Limitations & Future Work

  1. Based only on WMT23 data: Requires larger-scale and multi-domain validation.
  2. Only measures the problem without proposing a solution: How to develop metrics with low SysDep remains an open question.
  3. IR estimation is unstable when data is limited: Especially when some systems have few paired ratings.
  4. Scope of applicability: Currently tailored majorly for MT; generalization to other NLG tasks (summarization, dialogue) remains to be verified.
  5. Only scalar-based metrics are discussed, while analysis under preference rating scenarios is also crucial.
  • Wu and Resnick (2024): Calibration problems in binary prevalence estimation \(\rightarrow\) the mathematical framework of this paper is directly borrowed from it.
  • Deriu et al. (2023): Analyzing metric system dependence using a Bayesian framework \(\rightarrow\) pioneering work for the discrete rating equivalent.
  • von Däniken et al. (2024): FAVI-Score finds that metrics unfairly favor certain systems \(\rightarrow\) this work provides a quantitative explanation.

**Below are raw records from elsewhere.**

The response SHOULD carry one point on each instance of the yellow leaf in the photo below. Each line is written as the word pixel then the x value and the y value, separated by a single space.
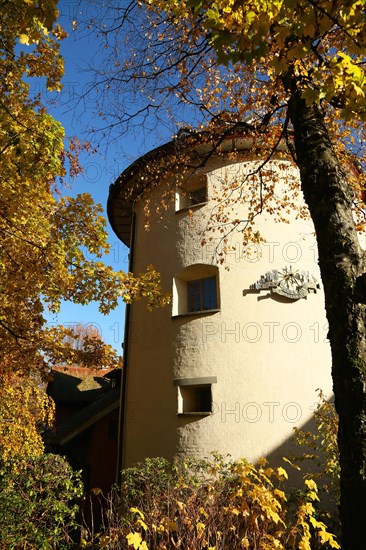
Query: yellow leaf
pixel 134 539
pixel 282 473
pixel 24 39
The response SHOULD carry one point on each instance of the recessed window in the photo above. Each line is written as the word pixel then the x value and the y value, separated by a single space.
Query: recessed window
pixel 195 395
pixel 196 290
pixel 201 295
pixel 193 192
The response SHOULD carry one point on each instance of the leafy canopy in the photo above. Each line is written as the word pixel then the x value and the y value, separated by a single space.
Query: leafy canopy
pixel 47 238
pixel 321 43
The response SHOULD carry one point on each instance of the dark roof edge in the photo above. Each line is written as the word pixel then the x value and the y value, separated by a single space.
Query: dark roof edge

  • Chaganty et al. (2018): Combines human and automated metric ratings to avoid system dependence issues.
  • Wei and Jia (2021): Analyzes sign errors in system rankings \(\rightarrow\) SysDep quantifies the bias that leads to sign errors.

Rating

  • Novelty: ★★★★☆ — Proposes an important but neglected problem in the evaluation field, with a clear formalization.

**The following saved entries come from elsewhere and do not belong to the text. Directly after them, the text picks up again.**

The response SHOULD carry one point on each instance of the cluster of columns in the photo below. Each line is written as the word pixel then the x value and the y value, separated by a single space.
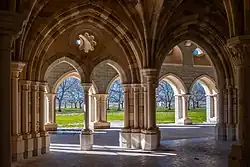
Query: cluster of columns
pixel 181 109
pixel 29 137
pixel 140 130
pixel 98 111
pixel 51 112
pixel 240 153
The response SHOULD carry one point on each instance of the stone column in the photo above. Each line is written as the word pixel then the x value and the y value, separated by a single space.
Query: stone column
pixel 186 120
pixel 34 119
pixel 145 92
pixel 10 24
pixel 231 127
pixel 100 112
pixel 126 106
pixel 17 142
pixel 221 126
pixel 28 141
pixel 240 153
pixel 209 108
pixel 86 136
pixel 178 109
pixel 51 125
pixel 135 135
pixel 150 138
pixel 42 109
pixel 136 88
pixel 125 134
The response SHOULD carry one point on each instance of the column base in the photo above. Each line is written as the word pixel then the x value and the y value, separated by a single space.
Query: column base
pixel 185 121
pixel 45 142
pixel 17 148
pixel 149 140
pixel 100 125
pixel 235 158
pixel 231 131
pixel 86 140
pixel 51 127
pixel 136 138
pixel 125 138
pixel 220 131
pixel 28 146
pixel 37 144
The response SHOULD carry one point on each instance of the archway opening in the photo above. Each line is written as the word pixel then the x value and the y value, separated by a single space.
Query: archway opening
pixel 203 99
pixel 115 106
pixel 169 99
pixel 70 104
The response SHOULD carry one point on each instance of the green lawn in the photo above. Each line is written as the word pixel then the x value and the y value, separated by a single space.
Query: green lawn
pixel 74 117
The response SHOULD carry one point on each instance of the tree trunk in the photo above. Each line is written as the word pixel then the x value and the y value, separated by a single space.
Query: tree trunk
pixel 59 106
pixel 108 105
pixel 197 104
pixel 169 106
pixel 119 106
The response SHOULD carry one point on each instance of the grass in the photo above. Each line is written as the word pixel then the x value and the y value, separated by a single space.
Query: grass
pixel 74 117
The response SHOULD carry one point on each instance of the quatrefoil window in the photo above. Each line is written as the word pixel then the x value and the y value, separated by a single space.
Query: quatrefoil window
pixel 86 42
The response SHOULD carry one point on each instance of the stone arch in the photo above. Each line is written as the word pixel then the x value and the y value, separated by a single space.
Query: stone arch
pixel 212 42
pixel 207 83
pixel 211 92
pixel 175 82
pixel 111 82
pixel 74 75
pixel 175 56
pixel 112 65
pixel 67 75
pixel 121 35
pixel 67 60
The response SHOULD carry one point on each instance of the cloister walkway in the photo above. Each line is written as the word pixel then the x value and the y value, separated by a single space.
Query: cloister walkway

  • Practicality: ★★★☆☆ — Currently mainly serves as a diagnostic tool without providing solutions.
  • Experimental Thoroughness: ★★★☆☆ — Evaluates on a single scenario (WMT23), but provides deep and thorough analysis.
  • Writing Quality: ★★★★★ — A paradigm for position papers, brief and to the point, with powerful communication of core ideas.